Seitens der Berufungsbehörde bestehen keine Bedenken, die glaubwürdigen Angaben des Meldungslegers der Entscheidung zugrunde zu legen. Die Beschuldigte selbst hat den Vorfall zwar als unrichtig bezeichnet, jedoch weder in der Berufung selbst noch in einem sonstigen Stadium des Verfahrens konkrete Angaben dahingehend gemacht, welche die Angaben des Meldungslegers widerlegen würden.
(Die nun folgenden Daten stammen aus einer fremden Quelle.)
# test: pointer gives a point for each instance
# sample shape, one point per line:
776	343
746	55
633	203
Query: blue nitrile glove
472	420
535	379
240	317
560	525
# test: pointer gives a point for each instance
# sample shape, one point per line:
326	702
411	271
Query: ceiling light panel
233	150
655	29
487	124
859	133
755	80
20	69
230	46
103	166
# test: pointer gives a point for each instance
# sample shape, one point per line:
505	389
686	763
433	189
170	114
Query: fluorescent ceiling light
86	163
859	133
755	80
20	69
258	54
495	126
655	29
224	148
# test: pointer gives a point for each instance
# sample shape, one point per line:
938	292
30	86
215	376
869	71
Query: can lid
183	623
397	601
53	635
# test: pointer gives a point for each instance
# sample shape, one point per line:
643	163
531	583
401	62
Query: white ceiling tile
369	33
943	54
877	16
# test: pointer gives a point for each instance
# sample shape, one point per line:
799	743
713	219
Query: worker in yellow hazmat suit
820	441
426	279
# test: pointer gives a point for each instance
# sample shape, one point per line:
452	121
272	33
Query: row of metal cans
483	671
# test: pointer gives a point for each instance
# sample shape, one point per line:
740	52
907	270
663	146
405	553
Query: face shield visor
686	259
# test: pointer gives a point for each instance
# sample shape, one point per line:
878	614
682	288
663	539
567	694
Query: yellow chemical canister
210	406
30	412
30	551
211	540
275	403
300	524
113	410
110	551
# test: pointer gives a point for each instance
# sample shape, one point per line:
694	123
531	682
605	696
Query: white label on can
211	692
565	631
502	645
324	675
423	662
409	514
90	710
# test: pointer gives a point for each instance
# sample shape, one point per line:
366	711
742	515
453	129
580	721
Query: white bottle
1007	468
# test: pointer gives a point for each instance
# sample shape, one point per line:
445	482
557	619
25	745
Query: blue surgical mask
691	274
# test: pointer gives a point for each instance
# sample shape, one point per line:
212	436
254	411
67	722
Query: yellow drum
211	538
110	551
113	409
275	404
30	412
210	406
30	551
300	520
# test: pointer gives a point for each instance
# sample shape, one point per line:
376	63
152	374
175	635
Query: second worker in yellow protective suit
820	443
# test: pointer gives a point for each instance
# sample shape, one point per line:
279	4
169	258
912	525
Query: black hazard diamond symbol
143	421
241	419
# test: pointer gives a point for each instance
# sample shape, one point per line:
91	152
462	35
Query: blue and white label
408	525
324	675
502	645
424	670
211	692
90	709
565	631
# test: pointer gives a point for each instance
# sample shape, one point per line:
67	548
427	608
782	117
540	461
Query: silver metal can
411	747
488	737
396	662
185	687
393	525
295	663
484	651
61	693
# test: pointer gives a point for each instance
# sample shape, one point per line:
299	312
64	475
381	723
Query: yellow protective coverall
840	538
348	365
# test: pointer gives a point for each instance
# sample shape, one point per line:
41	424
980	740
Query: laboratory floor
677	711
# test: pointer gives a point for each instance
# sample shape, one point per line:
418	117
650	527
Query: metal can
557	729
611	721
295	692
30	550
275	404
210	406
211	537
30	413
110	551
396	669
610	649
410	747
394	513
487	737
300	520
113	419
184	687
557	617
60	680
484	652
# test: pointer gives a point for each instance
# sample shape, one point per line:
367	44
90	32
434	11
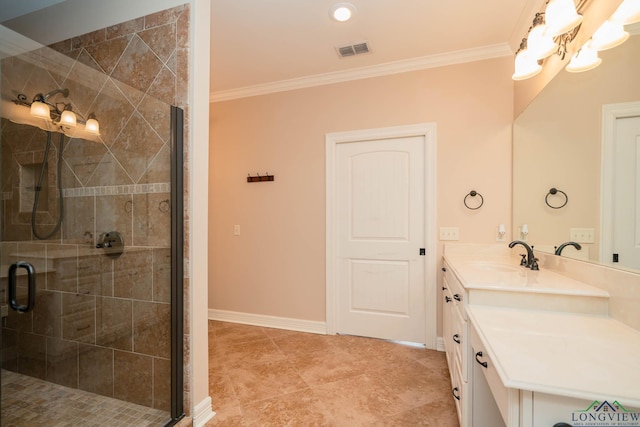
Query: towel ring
554	191
473	193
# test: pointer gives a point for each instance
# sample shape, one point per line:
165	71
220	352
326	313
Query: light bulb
92	126
68	118
342	12
561	17
41	110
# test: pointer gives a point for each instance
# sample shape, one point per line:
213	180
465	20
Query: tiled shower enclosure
100	324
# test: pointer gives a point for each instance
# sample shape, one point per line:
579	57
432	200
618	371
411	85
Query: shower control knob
112	243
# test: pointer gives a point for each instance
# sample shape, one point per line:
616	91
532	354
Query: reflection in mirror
558	143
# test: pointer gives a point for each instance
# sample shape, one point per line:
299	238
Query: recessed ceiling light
342	12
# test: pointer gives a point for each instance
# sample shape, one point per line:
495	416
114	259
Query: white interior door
626	192
380	224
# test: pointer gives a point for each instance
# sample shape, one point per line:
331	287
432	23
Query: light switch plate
583	235
449	233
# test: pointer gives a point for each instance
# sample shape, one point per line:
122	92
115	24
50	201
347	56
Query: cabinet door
447	323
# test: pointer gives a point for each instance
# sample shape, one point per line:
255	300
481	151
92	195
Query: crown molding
431	61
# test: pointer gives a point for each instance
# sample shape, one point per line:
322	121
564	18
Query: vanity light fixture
57	113
92	126
550	32
68	117
342	12
560	22
540	43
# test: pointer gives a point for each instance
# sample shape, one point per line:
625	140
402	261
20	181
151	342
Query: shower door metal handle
31	287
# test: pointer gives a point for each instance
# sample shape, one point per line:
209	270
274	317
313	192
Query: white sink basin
498	267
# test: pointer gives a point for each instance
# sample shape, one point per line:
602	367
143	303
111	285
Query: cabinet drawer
457	291
485	364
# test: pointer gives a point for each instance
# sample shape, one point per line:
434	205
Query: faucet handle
534	264
523	261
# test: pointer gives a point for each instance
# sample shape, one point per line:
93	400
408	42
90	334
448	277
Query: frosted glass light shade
609	35
526	66
561	17
342	12
627	13
540	44
68	118
584	60
92	126
41	110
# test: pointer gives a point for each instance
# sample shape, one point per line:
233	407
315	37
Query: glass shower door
88	222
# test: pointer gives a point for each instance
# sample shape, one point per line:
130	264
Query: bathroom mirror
558	143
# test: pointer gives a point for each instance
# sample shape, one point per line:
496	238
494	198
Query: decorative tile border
112	190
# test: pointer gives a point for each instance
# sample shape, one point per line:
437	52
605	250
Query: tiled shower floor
30	402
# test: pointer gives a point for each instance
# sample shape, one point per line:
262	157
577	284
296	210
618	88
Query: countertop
582	356
505	273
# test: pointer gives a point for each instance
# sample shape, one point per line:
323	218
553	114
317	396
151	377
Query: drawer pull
454	391
484	364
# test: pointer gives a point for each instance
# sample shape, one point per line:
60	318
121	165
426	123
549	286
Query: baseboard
269	321
203	412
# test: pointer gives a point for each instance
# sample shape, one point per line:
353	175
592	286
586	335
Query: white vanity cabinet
517	360
455	336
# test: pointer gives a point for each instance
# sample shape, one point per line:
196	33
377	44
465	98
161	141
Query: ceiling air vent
353	49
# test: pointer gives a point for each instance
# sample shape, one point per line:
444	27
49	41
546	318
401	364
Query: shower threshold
28	401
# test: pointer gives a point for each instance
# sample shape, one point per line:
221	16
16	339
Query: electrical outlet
449	233
583	235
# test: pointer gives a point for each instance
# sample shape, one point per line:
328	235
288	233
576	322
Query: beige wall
277	265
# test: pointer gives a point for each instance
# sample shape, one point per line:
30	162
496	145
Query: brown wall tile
47	314
32	355
78	318
62	362
114	323
95	369
152	328
133	378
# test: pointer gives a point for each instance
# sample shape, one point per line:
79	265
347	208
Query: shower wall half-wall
100	324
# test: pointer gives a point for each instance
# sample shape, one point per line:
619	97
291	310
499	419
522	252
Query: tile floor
269	377
30	402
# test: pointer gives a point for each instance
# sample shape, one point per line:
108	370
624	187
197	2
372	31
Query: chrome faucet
564	245
531	261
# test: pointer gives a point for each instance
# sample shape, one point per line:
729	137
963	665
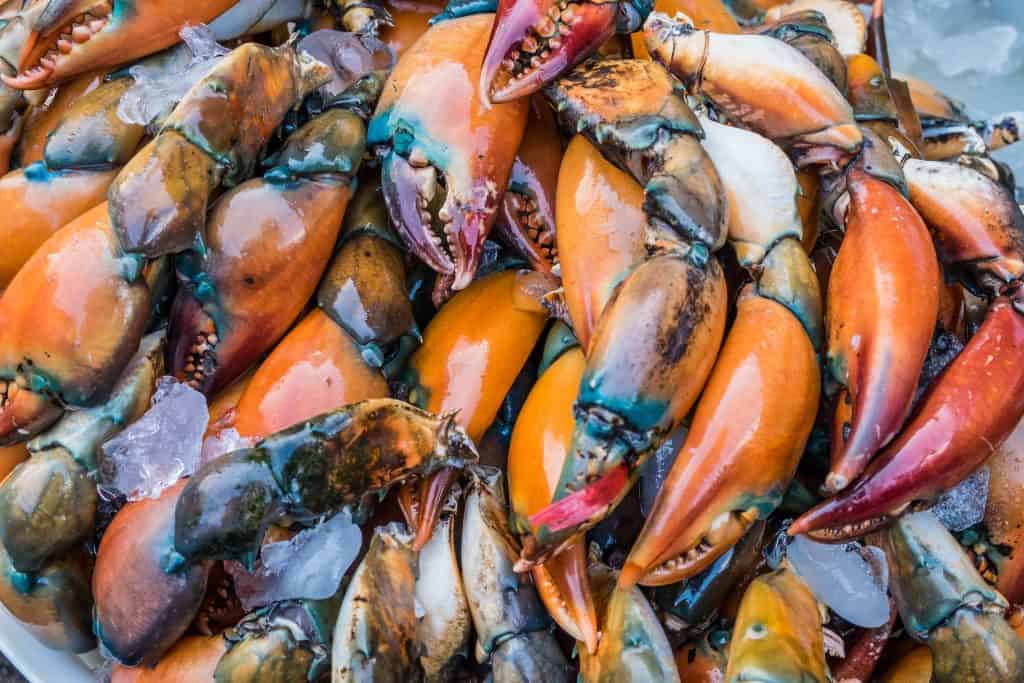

I.5. Der unabhängige Verwaltungssenat des Landes Oberösterreich hat wie folgt erwogen:

I.5.1. Faktum 1:

Gemäß § 38 Abs.5 StVO 1960 gilt rotes Licht als Zeichen für "Halt". Bei diesem Zeichen haben die Lenker von Fahrzeugen unbeschadet der Bestimmungen des Abs.7 und des § 53 Z10a an den im Abs.1 bezeichneten Stellen anzuhalten.

Gemäß § 38 Abs.1 StVO 1960 ist anzuhalten:

a) wenn eine Haltelinie vorhanden ist, vor der Haltelinie;

b) wenn ein Schutzweg oder eine Radfahrerüberfahrt ohne Haltelinie vorhanden ist, vor der ersten Querungshilfe (Schutzweg, Radfahrerüberfahrt) aus der Sicht des ankommenden Verkehrs;

c) wenn eine Kreuzung ohne Schutzweg und ohne Haltelinie vorhanden ist, vor der Kreuzung,

d) ansonsten vor dem Lichtzeichen.

Der Bw wird vorgeworfen, sie habe ihr Fahrzeug bei rotem Licht als Zeichen für "Halt" nicht vor der Kreuzung angehalten. Dieser Vorwurf entspricht dem Tatbestand des § 38 Abs.1 lit.c StVO 1960.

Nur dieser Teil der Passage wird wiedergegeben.